6 Architectural Photography Tips To Get The Ultimate Shot

Whether you’re a photography and architecture enthusiast, or maybe a professional photographer looking to move into the architectural field, you may be wondering how to be the best possible architecture photographer. It’s not just point-and-shoot. There are so many different ways to take great architectural photos using lighting, angles, details and more. In this guide, we’ll discuss tips from professionals on how to get the ultimate architectural shot.

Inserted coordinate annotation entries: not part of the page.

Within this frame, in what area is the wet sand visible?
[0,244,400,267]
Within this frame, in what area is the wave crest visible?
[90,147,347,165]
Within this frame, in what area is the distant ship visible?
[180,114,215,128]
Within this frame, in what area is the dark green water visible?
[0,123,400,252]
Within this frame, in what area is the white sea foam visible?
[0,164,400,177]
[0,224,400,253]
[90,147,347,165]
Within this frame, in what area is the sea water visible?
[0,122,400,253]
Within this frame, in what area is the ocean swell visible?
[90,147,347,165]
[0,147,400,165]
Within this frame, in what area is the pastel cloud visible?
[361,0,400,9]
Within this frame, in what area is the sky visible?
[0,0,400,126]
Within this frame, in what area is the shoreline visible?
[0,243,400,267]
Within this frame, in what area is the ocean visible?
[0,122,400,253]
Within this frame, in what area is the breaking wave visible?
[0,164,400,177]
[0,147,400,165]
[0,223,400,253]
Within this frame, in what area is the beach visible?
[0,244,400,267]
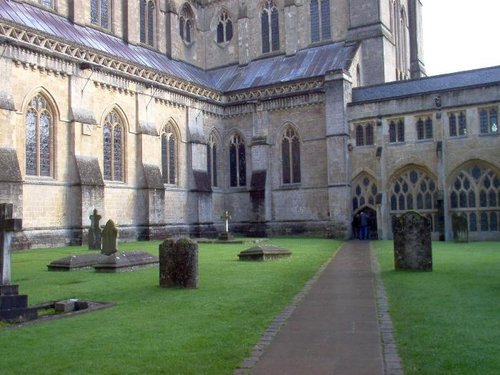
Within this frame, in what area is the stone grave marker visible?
[392,211,432,271]
[101,219,118,255]
[159,238,198,288]
[451,213,469,242]
[219,211,233,241]
[0,203,38,323]
[88,209,102,250]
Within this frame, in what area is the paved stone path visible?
[236,241,402,375]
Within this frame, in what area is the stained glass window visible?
[207,134,218,187]
[103,111,125,181]
[139,0,156,46]
[260,0,280,53]
[179,4,194,43]
[217,11,233,43]
[25,95,53,176]
[450,164,500,232]
[281,126,300,184]
[229,134,246,187]
[161,124,179,185]
[310,0,331,43]
[390,169,436,231]
[90,0,111,29]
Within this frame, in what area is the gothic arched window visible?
[161,124,179,185]
[229,134,247,187]
[389,168,438,228]
[281,126,300,184]
[90,0,111,29]
[310,0,332,43]
[139,0,156,46]
[103,111,125,181]
[207,133,218,187]
[260,0,280,53]
[352,174,378,212]
[25,95,54,176]
[450,164,500,232]
[179,4,194,43]
[217,10,233,43]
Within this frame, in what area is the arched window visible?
[217,10,233,43]
[352,174,378,212]
[161,124,179,185]
[24,95,54,176]
[207,133,219,187]
[103,111,125,181]
[260,0,280,53]
[450,163,500,232]
[90,0,111,29]
[179,4,194,43]
[310,0,332,43]
[139,0,156,46]
[281,126,300,184]
[389,168,438,232]
[229,134,247,187]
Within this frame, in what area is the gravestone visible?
[159,238,198,288]
[88,209,102,250]
[392,211,432,271]
[219,211,233,241]
[0,203,38,323]
[238,245,292,261]
[451,213,469,242]
[101,220,118,255]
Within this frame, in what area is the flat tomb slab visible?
[94,251,159,272]
[47,253,106,271]
[238,246,292,261]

1. Change Lighting and Weather Conditions

For the most part, the architectural structures you are photographing will not move or change shape over a day. So, how do you make them look different or more exciting? Jack, an architectural photographer from https://chadchenierphotography.com suggests shooting over a long period throughout the day. He said, “By shooting all day, or for a few hours, you can achieve shots in different lighting and weather conditions, creating different looks.” Shooting over a long time means you will be able to catch your subject under low light, bright sunlight, cloud, rain, or darkness all over one day or few days, creating multiple moods and styles. 

2. Find Your Angle

Anyone can point a camera at a building from a distance and take a photo. But, a client looking for a beautiful architectural photo for their website or press release probably wants something a little more than that. It is for this reason that a photographer that stands out is someone who can find more interesting angles on a building or structure. Think about it’s most significant features and make them the focus, or use perspective to help show it’s an impressive size. Shoot from directly below or directly above with a drone. All of these tricks will help you find a special angle and better photo.

3. Delve Into Detail

Like the angle, the details involved in the building can also help make your photographs stand out. For example, does the building have a certain segment that has some intricate details or a particular area that has some different colour? Find the details and make them the focus of the photographs, especially if those details are a part of the building that the architect or client particularly likes or is proud of.

4. Research and Revisit

It is worth doing plenty of research on the building, the client, and the brief before leaving for the shoot. Take notes and write down thoughts on what the building means to you and what the brief is asking for. What parts of the building are you wanting to focus on to try and complete the brief? What part of the building’s history is most crucial to its story? These questions may seem strange when asked about a building, but they are important. You must be treating the subject like a story piece, much like you would any human, animal, or another subject. It is also worth revisiting the shoot a few days or weeks later – time permitting – to look over it all again with fresh eyes. You never know what might strike you on a second or third glance through a viewfinder!

5. Having The Right Gear

It’s crucial, as with any kind of photography, to make sure you have decent equipment. You’ll need a good DSLR camera or similar, along with an array of lenses. As you can imagine, with architectural photography, your subjects could be all kinds of sizes and you may be shooting from many different distances. For this reason, you’ll need some decent length lenses with great zoom potential. You’ll also want some much tighter, more macro lenses for close-ups of detailed parts of the building. You may want flashes, tripods, camera bags and straps, too.

6. Editing Well

As well as having the best gear to take the photos, you’ll want to have some good editing software. Editing is as much a part of photography as shooting is these days, with most photographers being excellent with editing software. By now you’ve got your angles, your usual style, your great lenses. Combine all these into some great photos, then learn to edit them properly. A good edit can elevate your good photo into a truly beautiful one. 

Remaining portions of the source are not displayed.